Debemos seguir esperando la migración de jóvenes rurales a las ciudades

La población rural, particularmente los jóvenes, sigue siendo una población vulnerable por las dificultades que traspone la agricultura familiar campesina, exclusivamente en el occidente del país. Esto debido a la baja produccion en este sector por el cambio climático, la tenencia de tierras para la disponibilidad de cultivos, escases de oportunidades para la profesionalización debido a baja capacidad económica para cubrir sus estudios, por lo tanto causando la salida de varios de sus miembros de la población joven; posterior envejecimiento demográfico de sus habitantes.

Con respecto a los datos del Censo de población del año 2012 muestra que la población joven en Bolivia es de 2.866.291, comprendida entre 15 y 29 años de edad, que representa el 72% en el área urbana y el 28% en el área rural, esto  confirma la elevada tasa de migración de jóvenes del campo hacia las ciudades.
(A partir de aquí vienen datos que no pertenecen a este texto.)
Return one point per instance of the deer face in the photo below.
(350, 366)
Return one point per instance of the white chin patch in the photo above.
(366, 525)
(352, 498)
En las leyes Bolivianas existen normas que favorecen sin discriminación a la juventud rural y urbana, como la Ley de la Juventud Nº342 que garantiza el ejercicio pleno de sus derechos y deberes, el Decreto Supremo 25290 que indica los procedimientos para la creación de los Concejos Municipales de Juventud, Ley 235 que señala la creación de Centros de Reinserción Social y Rehabilitación para la adolescencia y juventud con problemas de alcoholismo, la Ley 263 contra la trata y tráfico de personas, la Ley 3845 que ratifica en Bolivia la “Convención Iberoamericana de derecho de los jóvenes”, la Ley 054 de Protección legal de niñas, niños y adolescentes.

Por un lado el desconocimiento de las leyes nacionales ya indicados hace que no se cumplan ni apliquen. Una clara muestra, hasta ahora no están conformados los concejos municipales de la juventud en municipios rurales, tampoco existe la aprobación de leyes municipales y departamentales en favor de la juventud. Además tampoco se cuenta con presupuesto en las poas municipales para la población de este sector.

Finalmente nace la pregunta, debemos seguir esperando la migración masiva de la población joven, especialmente de zonas altiplánicas o empezar a proyectar emprendimientos productivos para la transformación productiva familiar campesina en estés sectores olvidadas.